Netanyahu ‘is nothing if not obsessive, and he's still trying to get us to fight Iran this day, this week,' Columbia professor Jeffrey Sachs says in lecture
US President-elect Donald Trump shared a video online Wednesday showing an academic criticizing what he called Israeli Prime Minister Benjamin Netanyahu's “obsessive” efforts to involve the US in war with Iran.
The video shows Columbia University's Jeffrey Sachs examining the motives behind the 2003 US invasion of Iraq. Sachs alleges that the push for war stemmed from the long-standing strategy by Netanyahu – who first served as Israeli premier in 1996-1999 – to dismantle regimes supporting groups like Palestinian Hamas and Lebanese Hezbollah.
"Where did that war come from? You know what? It's quite surprising.

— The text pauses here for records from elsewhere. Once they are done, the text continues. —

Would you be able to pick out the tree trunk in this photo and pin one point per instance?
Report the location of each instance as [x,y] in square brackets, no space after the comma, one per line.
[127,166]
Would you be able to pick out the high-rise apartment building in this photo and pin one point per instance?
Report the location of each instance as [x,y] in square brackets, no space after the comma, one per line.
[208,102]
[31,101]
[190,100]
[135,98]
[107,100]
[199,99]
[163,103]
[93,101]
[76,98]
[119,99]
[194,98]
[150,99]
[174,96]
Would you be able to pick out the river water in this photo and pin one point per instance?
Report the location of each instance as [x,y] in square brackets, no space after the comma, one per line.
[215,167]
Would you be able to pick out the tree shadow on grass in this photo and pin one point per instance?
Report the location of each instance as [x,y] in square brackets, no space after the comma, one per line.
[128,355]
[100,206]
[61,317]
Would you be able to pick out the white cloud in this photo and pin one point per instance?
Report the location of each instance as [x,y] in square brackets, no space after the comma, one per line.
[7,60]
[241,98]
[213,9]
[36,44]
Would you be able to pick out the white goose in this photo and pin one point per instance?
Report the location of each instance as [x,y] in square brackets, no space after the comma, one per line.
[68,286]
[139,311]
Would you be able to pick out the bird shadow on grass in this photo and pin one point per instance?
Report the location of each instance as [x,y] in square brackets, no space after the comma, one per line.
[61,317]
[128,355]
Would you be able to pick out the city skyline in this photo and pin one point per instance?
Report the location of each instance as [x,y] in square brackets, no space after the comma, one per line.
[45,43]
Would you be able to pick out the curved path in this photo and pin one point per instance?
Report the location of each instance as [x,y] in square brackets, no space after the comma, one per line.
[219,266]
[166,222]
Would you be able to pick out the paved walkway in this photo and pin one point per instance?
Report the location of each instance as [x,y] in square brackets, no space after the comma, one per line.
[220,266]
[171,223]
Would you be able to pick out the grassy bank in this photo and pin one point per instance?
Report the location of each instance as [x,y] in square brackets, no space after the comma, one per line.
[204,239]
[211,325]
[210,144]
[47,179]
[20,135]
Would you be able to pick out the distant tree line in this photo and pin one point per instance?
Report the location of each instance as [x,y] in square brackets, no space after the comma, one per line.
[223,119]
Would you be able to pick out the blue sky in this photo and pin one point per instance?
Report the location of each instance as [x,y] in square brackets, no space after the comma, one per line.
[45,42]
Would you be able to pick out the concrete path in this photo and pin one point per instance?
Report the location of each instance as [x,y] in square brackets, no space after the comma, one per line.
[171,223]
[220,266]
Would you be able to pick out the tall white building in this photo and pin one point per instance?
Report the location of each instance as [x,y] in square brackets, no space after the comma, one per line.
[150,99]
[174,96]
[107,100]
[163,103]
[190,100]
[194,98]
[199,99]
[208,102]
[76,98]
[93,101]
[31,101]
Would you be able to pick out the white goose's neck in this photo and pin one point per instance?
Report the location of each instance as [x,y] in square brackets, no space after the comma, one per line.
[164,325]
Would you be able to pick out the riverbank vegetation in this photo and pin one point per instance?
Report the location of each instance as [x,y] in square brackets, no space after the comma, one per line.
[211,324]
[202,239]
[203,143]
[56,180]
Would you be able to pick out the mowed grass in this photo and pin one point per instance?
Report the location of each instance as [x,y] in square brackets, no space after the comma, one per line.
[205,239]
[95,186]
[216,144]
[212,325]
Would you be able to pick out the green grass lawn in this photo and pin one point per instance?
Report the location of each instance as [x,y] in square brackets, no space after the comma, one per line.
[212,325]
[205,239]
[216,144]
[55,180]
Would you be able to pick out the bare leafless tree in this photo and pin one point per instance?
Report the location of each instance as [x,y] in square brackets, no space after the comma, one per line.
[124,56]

That war came from Netanyahu, actually,” said Sachs, an economist.
"Netanyahu had, from 1995 onward, the theory that the only way we're going to get rid of Hamas and Hezbollah is by toppling the governments that support them. That's Iraq, Syria, and Iran. And the guy is nothing if not obsessive, and he's still trying to get us to fight Iran this day, this week," he said, calling the Israeli leader a "deep, dark son of a bitch."
"He's gotten us into endless wars, and because of the power of all of this in the US politics, he's gotten his way, but that war was totally phony," Sachs added, perhaps referring to the disproven “weapons of mass destruction” claims then-President George W. Bush used to justify the war.
Sachs also claimed that in 2011, then-US President Barack Obama instructed the CIA to overthrow the Syrian government.
The post came on the eve of Trump's Jan. 20 return to White House and amid Israel's continued devastating attacks on Palestine, which since October 2023 have killed over 46,000 people and reduced much of the Gaza Strip to rubble.
Speaking to Anadolu last November, Sachs said Trump could benefit from Türkiye's “excellence in diplomacy” in dealing with wars in the Mideast and Ukraine.
Before Trump's Nov. 5 election, sending him back to the White House for a second term, sources close to Netanyahu said he favored a second presidential term for Trump over his Democratic Party rival.
During Trump's first term in office, he and Netanyahu were said to have a good relationship – with Trump taking pro-Israel steps such as relocating the US Embassy to Jerusalem – but reportedly not without some tensions and disagreements.